この小説に出てくる「孤城」は、一見するとファンタジーな空間ではあるが、フリースクールと同様、明らかに学校に馴染めなかった人向けの学校の代替物となっている。この小説に登場する人物は、みんなうまく学校に馴染めないが、孤城での1年間の交流を通して成長していく。主人公のこころは、最終的にはトラウマを克服し、学校に通うようになる。そんな美しい物語だ。

だからこそ、ぼくはこの小説にちょっとした違和感を覚えた。学校の代替物にすら行けない子供はどうすればいいのだろう、と。

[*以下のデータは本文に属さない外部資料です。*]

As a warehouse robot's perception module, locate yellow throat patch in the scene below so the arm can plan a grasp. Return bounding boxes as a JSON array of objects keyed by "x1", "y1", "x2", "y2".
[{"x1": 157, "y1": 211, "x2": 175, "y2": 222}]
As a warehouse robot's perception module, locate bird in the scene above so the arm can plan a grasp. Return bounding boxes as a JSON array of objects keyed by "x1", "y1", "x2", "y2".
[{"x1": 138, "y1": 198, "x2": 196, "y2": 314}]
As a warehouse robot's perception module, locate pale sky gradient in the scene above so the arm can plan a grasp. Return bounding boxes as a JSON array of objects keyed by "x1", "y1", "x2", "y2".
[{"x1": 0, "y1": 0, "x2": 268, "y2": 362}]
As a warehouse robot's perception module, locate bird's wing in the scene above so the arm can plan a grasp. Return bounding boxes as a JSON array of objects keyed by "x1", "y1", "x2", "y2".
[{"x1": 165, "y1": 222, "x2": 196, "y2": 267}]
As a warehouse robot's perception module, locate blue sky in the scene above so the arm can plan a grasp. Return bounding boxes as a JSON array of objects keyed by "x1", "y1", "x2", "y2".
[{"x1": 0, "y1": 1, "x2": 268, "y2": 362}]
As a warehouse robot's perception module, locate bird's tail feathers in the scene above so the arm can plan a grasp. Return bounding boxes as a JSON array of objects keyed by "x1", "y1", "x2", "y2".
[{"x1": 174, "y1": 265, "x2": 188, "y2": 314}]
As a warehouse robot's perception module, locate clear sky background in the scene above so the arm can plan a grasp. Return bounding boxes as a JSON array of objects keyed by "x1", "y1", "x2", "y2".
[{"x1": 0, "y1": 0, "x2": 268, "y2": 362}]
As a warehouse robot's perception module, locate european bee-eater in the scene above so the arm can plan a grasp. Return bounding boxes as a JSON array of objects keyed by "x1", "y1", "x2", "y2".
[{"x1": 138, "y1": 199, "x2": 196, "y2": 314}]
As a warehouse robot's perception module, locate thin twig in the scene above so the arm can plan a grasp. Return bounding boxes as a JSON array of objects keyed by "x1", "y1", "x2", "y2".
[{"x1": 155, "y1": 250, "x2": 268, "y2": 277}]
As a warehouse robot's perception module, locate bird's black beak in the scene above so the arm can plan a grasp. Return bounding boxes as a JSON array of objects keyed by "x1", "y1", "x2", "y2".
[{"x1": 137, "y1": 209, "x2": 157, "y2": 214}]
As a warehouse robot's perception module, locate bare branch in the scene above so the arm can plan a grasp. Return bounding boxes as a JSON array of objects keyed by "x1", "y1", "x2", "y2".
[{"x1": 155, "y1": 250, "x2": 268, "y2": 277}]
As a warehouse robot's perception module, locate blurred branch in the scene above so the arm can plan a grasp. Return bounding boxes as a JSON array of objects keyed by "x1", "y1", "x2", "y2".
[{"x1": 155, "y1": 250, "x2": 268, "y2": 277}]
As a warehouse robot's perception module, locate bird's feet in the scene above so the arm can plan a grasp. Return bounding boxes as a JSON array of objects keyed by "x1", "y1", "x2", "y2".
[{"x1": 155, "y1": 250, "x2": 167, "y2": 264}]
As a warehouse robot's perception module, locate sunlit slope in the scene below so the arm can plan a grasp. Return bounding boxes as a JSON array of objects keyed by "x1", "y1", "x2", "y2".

それこそ孤城に行く前のこころのように、フリースクールに行くのすら拒否するような子供は? もちろん難癖に近い批判ではあるんだけれども、まさにこころのような子供が現実では救われないというのは、わりと深刻な矛盾のように感じる。

とはいえ、まあ、難癖です。そういう違和感はありつつも、それなりに楽しめた。リーダビリティは格段に高いので、文庫2冊でもサクサク読める。また、ミステリー畑の辻村らしく謎解きめいた仕掛けもあり、エンタメ小説的な面白さもある。